Do you all think my husband will notice if I take our scale and drop kick it out the back door? Because that is what I want to do with that malicious piece of machinery that measures the significant impact gravity has on my body.

Weight loss is already harder on women than men. Ryan decides to substitute the normal side of French fries at Red Robin for some bottomless broccoli, and he loses a pound. I meticulously weigh all my food, work out anywhere for 4-6 days per week, and do unspeakable horrors like order lettuce-wrapped burgers, and I gain 3 pounds. I’m sure there’s some science-y reason for this, like women’s bodies are hardwired to hold on to fat more or because our ovarian overlords choose to mess with our brains and hormones by warping math and physics. But it’s frustrating and makes me silently plot the demise of the small silver scale as I eyeball it from my perch on the green Craigslist couch.

I could smash it into a million little pieces. I am pretty sure I have a meat tenderizer that I’ve never actually used for that purpose that could probably make quick work of the glass and the gears. It’s only been used once or twice to mash potatoes before I bought myself a proper potato masher device, and it’s ready to shine as the destroyer of this digital demon. Hopefully, my clumsiness will not suddenly kick in while I’m trying to dispatch of my nemesis and end up with a broken thumb. Stranger things have happened though.

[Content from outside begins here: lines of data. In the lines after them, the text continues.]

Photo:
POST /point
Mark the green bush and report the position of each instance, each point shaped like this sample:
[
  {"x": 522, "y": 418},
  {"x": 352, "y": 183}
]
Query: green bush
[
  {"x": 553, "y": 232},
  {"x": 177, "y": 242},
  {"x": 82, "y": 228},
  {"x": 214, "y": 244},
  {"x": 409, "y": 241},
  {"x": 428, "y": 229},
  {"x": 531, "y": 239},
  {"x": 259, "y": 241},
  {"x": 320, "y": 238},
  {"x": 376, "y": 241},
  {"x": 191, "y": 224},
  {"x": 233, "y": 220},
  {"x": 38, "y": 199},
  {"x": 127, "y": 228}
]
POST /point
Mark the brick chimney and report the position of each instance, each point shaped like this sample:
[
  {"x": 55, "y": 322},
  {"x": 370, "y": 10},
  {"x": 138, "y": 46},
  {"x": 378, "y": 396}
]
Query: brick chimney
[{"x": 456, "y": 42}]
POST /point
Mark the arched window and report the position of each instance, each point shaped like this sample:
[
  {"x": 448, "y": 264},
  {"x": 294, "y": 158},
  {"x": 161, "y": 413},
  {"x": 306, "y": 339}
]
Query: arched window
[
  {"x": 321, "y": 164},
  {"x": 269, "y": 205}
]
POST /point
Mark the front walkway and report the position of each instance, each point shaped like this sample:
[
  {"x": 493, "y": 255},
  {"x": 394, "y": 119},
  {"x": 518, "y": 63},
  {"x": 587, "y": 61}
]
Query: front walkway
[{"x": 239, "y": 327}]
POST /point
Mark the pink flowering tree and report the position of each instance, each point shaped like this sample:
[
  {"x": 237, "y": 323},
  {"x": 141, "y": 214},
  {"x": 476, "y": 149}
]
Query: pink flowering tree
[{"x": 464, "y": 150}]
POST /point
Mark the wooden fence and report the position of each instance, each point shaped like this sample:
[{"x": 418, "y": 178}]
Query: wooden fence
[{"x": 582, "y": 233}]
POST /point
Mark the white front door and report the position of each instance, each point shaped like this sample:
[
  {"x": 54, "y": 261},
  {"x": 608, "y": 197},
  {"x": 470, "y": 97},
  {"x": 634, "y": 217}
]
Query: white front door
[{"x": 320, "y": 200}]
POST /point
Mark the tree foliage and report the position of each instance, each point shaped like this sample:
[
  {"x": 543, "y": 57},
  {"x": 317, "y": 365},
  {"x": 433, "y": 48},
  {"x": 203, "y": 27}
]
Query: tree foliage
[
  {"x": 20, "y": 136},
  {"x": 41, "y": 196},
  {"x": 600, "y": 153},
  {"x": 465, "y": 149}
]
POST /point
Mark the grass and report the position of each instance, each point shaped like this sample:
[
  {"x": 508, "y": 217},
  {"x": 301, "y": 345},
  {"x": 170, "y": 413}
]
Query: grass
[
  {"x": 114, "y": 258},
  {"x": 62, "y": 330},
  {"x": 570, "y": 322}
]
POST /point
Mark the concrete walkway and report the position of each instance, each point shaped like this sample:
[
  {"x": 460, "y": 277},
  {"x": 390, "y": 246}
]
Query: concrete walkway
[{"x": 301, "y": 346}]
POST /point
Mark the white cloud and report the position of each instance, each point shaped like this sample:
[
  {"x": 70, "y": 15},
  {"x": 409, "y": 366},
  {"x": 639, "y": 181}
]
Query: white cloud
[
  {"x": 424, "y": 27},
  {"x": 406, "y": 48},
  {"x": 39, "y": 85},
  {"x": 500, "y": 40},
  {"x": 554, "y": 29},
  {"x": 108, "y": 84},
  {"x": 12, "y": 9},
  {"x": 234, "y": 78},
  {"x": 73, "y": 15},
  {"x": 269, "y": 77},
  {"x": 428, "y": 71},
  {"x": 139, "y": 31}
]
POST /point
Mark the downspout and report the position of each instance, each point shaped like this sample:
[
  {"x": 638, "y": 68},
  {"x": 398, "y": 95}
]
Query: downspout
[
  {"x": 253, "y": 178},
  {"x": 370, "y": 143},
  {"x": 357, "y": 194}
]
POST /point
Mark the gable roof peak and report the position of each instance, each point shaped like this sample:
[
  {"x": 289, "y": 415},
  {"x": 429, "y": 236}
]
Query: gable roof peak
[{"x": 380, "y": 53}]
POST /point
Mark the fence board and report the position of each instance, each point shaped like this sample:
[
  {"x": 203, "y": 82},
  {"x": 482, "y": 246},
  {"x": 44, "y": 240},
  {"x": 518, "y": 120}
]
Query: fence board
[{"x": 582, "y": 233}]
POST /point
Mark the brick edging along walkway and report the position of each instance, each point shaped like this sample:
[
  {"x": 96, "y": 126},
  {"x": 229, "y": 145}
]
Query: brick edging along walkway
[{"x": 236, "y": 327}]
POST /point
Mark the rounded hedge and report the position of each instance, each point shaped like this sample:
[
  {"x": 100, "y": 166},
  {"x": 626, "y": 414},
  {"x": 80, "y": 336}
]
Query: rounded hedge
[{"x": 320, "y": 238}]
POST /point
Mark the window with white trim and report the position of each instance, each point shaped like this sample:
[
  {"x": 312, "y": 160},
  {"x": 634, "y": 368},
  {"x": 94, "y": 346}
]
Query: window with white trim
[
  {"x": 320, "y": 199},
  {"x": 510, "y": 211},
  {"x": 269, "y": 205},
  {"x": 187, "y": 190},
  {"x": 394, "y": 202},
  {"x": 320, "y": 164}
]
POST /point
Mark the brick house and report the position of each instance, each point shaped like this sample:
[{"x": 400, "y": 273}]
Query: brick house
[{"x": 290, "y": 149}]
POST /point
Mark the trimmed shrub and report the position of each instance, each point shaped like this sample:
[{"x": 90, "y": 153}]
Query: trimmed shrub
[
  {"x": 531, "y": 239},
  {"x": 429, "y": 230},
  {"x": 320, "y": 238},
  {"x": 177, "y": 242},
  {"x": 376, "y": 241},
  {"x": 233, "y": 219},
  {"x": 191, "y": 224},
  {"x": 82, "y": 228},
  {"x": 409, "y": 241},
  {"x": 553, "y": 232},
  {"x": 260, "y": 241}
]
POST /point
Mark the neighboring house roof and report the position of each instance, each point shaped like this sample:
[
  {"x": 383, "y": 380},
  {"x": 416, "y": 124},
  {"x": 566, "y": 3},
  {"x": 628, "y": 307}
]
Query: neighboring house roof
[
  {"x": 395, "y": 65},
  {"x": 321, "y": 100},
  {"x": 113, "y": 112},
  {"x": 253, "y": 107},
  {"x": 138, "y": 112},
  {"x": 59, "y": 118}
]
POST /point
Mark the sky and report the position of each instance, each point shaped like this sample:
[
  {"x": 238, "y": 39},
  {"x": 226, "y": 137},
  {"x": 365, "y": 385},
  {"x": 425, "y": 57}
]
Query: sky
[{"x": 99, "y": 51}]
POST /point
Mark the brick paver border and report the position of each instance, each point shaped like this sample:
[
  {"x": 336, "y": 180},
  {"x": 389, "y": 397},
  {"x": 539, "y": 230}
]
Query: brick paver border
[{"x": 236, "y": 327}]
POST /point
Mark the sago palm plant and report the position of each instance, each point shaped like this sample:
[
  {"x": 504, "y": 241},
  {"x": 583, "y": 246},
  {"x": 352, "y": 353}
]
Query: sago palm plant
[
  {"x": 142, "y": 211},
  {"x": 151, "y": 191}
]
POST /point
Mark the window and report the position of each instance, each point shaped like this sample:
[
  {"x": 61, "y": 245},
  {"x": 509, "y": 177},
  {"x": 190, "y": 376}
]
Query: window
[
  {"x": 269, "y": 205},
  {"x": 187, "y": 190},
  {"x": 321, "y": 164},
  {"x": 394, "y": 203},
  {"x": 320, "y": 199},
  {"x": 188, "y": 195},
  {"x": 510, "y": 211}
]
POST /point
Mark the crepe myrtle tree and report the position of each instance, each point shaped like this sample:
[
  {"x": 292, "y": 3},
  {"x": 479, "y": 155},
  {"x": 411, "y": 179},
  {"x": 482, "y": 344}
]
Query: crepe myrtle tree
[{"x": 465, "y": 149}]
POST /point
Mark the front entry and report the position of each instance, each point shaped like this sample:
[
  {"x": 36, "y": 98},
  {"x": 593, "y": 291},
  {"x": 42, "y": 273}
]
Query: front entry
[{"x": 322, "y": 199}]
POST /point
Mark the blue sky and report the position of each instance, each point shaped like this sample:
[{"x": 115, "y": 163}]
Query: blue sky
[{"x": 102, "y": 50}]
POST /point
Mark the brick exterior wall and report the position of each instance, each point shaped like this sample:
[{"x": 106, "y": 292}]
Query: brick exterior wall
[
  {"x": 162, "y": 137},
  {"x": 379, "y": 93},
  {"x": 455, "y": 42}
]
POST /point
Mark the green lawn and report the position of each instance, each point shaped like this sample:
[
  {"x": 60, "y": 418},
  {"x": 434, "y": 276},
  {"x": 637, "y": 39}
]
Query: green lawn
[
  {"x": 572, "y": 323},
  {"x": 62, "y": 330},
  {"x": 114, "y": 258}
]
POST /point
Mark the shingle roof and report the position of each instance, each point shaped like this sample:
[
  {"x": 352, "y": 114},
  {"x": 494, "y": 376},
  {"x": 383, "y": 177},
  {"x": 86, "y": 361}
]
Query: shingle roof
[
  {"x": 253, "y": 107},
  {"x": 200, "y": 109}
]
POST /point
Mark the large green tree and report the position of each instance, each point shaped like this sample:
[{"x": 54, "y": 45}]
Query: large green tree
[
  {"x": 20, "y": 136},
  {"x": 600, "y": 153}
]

Or, I could be the first athlete to begin the scale discus throw and launch my square scale as far down my street as possible, watching in satisfaction as it flies through the air five feet before it hits the road with a gratifying crunch. I, however, would probably get dizzy from trying to duplicate the form I saw on seventeen different YouTube videos and fall on my butt. However, I still think I would get some significant satisfaction from watching it fly through the air those brief five seconds before it skidded on the pavement and scratched up the glass display.

And there’s always the possibility of taking its batteries out, hiding it away on some dusty shelf or in some cardboard box that I stow safely away in the attic where it will set for a half a century until my grandchildren happen upon it and puzzle over this strange contraption from the early 21st century. They will mock it and misunderstand its purpose, much like children today are confused by things like floppy discs and typewriters. It’ll have to endure the hardship of being called archaic and bizarre by tiny humans who probably have sunglasses that can take pictures and post pictures online without the need for anything as backwards as a smart phone.

Oh, we have that already. They’re called Snapchat Spectacles. Behold, the future.

But seriously, you guys, I’m tired of doing battle royale with the scale. I’m tired of my screwed up hormones and my PCOS body’s insistence on overproducing insulin and creating excessive fat stores every time I eat a bagel, causing me to gain weight despite eating less calories and working out. I’m tired of eating healthy all day long and being so hungry at night and wanting to inhale an entire box of cheddar Almond Thins because that’s the least healthy food in my house. I’ll freely admit that lately I’ve just not really cared enough to try to be healthier. I ate cookies in the break room. I ordered French fries at Red Robin yesterday. I ate a Reeses ice cream bar. It was all absolutely delicious, but the scale has reminded me that too much indulgence is going to find its way to my backside. I have to rein it back in.

For me, I have to figure out my relationship to the scale, to find something healthy so that Ryan doesn’t come home to work and find it under my car wheel, shattered into oblivion. But I don’t want to go back to the Sarah who didn’t weigh herself for 2 years and gained 70 pounds because she was in denial. I don’t have the answer yet, but for now, I simply give the dirty, silver screen my nastiest glare and eat a hardboiled egg.